Бабка Марья торопит, нас за стол, где высокой горкой лежат только что вынутые из печки крахмальные блины, исходит паром (или как говорит бабка – парует) в большой черепяной миске картошка, стоят только что внесенные из погреба огурцы и капуста. Этот обычный наш деревенский завтрак сегодня кажется особым, праздничным.

Тщательно умывшись (чтоб целый год быть чистыми), мы занимаем места за столом, разбираем ложки: я свою, солдатскую, а Тася свою, с широким черенком, и вдруг дверь открывается и в дом заходит весь заиндевелый дед Игнат. Ни слова не говоря, он достает из кармана горсть зерна и, шагнув из кухни в горницу, широким заученным движением сеятеля бросает его полукругом от двери к елке:

 
Сею, сею, посеваю,
С Новым годом поздравляю!
 

Вообще-то «засевать» положено на Старый новый год, но дед, видимо зная наше нетерпение, приходит к нам с горстью зерна уже сегодня.
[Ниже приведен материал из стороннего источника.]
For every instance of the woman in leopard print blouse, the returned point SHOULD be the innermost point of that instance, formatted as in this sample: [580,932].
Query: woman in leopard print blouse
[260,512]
Мать и бабка тут же зовут его за стол. Дед охотно соглашается, снимает полушубок, знаменитую свою лисью шапку, присаживается на краешек лавки. Взрослые, поздравляя друг друга с Новым годом, выпивают по рюмке домашней хлебной водки, а мы налегаем на блины и картошку. Что может быть отрадней, чем такое вот застолье рядом с матерью и бабкой, рядом с улыбающимся дедом Игнатом, чем-то похожим на сказочного Деда Мороза!

По требованию бабки елка у нас будет стоять до Старого нового года. Под этой елкой мы отпразднуем рождество, съедим рождественскую гречневую кутью, приговаривая вслед за бабкой: «Мороз-мороз, иди к нам кутью есть, а в петровку не ходи, иначе будем железными пугами бить». Нам это забавно и весело, и мы охотно выполняем все бабкины причуды.

Целыми днями идут к нам в дом ребята поглядеть, полюбоваться елкой. На правах хозяев мы показываем им новые фонарики и хлопушки, отрезаем каждому по конфете или прянику. Ребятам наша елка очень нравится, они почти с нескрываемой завистью прикасаются к шарам и разноцветным длинным сосулькам, словно проверяя, настоящие они, тяжелые, холодные, или игрушечные, стеклянные. Нам от этой их зависти делается чуточку не по себе, как будто мы сделали что-то тайное и нехорошее, как будто мы какие-то избалованные, особые дети. Но это не так. Просто у нас особая, самая лучшая на свете мать…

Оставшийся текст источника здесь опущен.